Question

Update - Answered by self

I see one has to make sure that the DNS is resolved properly from the machine, check out the node documentation to make sure that domain is resolvable.

Original Question

i am writing a nodes based program,in which the user can ask me to do a httprequest on their behalf {off course they provide me with some data, and method to call with} but every time i do a httprequest it gives me an error

getaddrinfo ENOENT this is how my code looks

function makehttprequest(deviceid, httpaction, httppath,methods, actiondata, callback) {
console.log('we are here with httpaction' + httpaction + ' path ' + httppath + ' method ' + methods + ' action data ' + actiondata);
 //do the http post work, get the data, and call the callback function with return data
 var options = {
   host: httpaction,
   port: 80,
   path: httppath,
   method: methods
 };

    try {
      var req = http.request(options, function(res) {
        console.log('STATUS: ' + res.statusCode);
        console.log('HEADERS: ' + JSON.stringify(res.headers));
        res.setEncoding('utf8');
        res.on('data', function (chunk) {
          console.log('BODY: ' + chunk);
        });
      });
    } catch(e) {
      console.log('error as : ' + e.message);
    }

    req.on('error', function(e) {
      console.log('problem with request: ' + e.message);
    });

    // write data to request body
    console.log('writing data to request ..');
    req.write(actiondata);
    console.log('finished writing data to request…');
    req.end();
    console.log('request ended…');
}
Was it helpful?

Solution

I've seen this happen when your host (which you pass in as httpaction) has the scheme (so "http://") in front of it. Your host should strictly be the domain like "www.google.com" not "http://www.google.com" or "www.google.com/hello-world" or "http://www.google.com/hello-world".

Keep it just the domain.

Here's an example: http://allampersandall.blogspot.com/2012/03/nodejs-http-request-example.html

OTHER TIPS

The problem can also happen if you have a trailing slash:

Good: "www.google.com"

Bad: "www.google.com/"

Avoid all of these hostname/protocol/port/slash problems by using the request module instead of http

https://github.com/mikeal/request

I was getting [Error: Getaddrinfo ENOENT], but it was right after getting [Error: connect EMFILE]; since I am doing load tests with thousands of clients the EMFILE error (the root cause) was being opaqued. The solution was the same as for EMFILE: increase the number of file descriptors. Just adding it here for completeness in case anyone else has the same problem.

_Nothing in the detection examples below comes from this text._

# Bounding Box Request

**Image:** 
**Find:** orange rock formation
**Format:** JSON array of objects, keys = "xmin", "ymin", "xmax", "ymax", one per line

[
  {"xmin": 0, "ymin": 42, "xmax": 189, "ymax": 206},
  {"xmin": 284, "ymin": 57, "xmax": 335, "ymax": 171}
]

I hit this again today for a silly mistake. This was because port number was put as part of the hostname.

// wrong. gets error getaddrinfo ENOENT
var options = {
  hostName: 'localhost:1337',
  ....
}

// correct
var options = {
    hostname: 'localhost',
    port: 1337,
};

I was getting this error when calling server.listen(PORT, HOST); where HOST could not be resolved back to the local machine.

Once I changed this back to a hostname/domain name/ip that the local machine resolved to, this error went away.

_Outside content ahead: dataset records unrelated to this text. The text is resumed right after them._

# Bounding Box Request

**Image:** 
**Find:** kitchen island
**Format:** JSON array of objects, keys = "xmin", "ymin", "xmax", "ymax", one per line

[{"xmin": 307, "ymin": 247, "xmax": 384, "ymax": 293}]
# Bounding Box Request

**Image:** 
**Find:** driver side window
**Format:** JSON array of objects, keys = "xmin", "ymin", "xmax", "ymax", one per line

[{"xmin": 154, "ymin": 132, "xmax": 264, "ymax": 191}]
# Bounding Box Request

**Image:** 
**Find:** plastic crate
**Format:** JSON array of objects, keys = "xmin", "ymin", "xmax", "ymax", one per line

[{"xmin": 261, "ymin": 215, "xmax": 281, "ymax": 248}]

Since I was trying to connect via a hostname for dev purposes I added an entry to my hosts file with the desired hostname and ensured that this matched the hostname passed to server.listen()

If all your code seems to be alright and you're still get the same error, which was my case, the solution was checking the nameservers on my /etc/resolv.conf file.

I added Google's nameserver at the beginning of my resolv.conf file (8.8.8.8) and the code started working just fine once again, no more error.

It's worth noticing that this error started happening on me on Feb. 4th 2015 after I ran an sudo apt-get upgrade, my node js must have been updated and a bug introduced which seemed to be incompatible with the nameservers I had.

At first I checked if I was having any DNS issues by fetching the URL I needed using wget on the command line, I got the contents of the target url fine so I didn't think it was actually a DNS issue, but it was.

I had a similar issue but running as a AWS Lambda function, so in case someone is having this issue with Lambda functions this is how I got it resolved.

  • Give your Lambda function a VPC.
  • Select at least 2 Subnets.
  • And select a Security Group.

I spent a day until I found this fix, hope it helps someone else.